Lama Tsundro came from Tibet. While in Tibet he did retreat in a cave for six years practicing Vajrasattva. His practice was continuous and he did not give up his practice or come out of the cave even when he ran out of food. His teacher said that by the power of his practice he would go to a place where they are speaking a different language and he would be able to benefit the people there.
He didn’t understand what his teacher was trying to say but later he found himself in this place called Munsong which was full of Nepalese people. They were practicing a shamanic tradition and conducting animal sacrifices. Lama Tsundro introduced the Buddhist path of nonviolence and the ten virtuous practices. By the strength of his own practice he stopped more than 1000 families from practicing sacrifices. These families also came to embrace the practices of non-violence and the ten virtuous actions.

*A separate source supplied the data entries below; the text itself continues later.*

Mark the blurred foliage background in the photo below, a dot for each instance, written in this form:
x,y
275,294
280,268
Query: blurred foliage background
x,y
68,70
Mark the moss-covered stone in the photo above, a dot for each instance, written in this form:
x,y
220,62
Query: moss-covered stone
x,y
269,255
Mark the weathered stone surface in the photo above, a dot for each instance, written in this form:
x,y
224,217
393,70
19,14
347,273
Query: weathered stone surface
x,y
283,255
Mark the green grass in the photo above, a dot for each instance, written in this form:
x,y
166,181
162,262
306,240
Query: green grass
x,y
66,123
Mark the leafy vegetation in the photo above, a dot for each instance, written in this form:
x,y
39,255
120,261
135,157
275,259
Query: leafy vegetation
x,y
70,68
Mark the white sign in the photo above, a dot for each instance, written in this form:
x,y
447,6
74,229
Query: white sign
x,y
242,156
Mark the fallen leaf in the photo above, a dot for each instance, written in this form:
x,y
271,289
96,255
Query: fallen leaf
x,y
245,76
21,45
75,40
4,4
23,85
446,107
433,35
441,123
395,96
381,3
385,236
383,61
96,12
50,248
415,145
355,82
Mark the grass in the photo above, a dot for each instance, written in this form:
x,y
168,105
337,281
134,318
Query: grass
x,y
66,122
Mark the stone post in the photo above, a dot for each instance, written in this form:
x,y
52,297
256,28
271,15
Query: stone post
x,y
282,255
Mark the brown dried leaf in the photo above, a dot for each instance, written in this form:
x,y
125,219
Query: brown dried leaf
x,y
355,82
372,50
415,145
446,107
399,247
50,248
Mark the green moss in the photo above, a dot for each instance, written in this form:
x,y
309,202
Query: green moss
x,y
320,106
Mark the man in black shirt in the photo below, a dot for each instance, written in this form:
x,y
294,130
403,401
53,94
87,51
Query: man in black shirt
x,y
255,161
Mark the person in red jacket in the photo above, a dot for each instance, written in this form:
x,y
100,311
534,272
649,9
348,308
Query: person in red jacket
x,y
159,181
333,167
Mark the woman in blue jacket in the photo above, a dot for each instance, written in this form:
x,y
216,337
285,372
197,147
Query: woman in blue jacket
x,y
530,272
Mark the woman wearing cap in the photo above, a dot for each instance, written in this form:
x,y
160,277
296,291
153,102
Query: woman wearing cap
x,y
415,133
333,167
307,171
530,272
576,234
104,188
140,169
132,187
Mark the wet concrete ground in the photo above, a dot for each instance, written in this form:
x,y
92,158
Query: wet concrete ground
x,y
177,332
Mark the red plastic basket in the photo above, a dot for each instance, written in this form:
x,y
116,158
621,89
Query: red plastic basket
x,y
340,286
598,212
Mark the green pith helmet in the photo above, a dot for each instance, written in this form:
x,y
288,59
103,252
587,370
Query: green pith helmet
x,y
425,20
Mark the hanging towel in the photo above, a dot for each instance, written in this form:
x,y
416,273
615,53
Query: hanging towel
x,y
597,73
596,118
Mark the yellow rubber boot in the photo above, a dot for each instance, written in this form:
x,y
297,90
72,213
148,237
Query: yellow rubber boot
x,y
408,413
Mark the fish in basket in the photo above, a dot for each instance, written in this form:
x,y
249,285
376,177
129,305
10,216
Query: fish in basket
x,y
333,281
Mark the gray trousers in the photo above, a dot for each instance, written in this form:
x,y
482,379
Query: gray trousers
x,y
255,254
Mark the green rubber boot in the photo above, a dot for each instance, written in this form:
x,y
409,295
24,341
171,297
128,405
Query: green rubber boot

An older woman offered land for the dharma and Lama Tsundro developed the temple where people now gather to practice and study. The centre now supports six monks and two nuns as well as a few hundred devout Sikkimese and Nepalese country folk. There are now lots of young people showing interest in practice.
As of this morning, Lama Tsundro is still resting in meditation posture. His remains will be cremated on February 10th.
Changling Rinpoche has asked that we begin Guru Yoga and Mani recitations. There is a special blessing and power to practices done when a master passes away and it is a great opportunity to gather merit and purify negativities.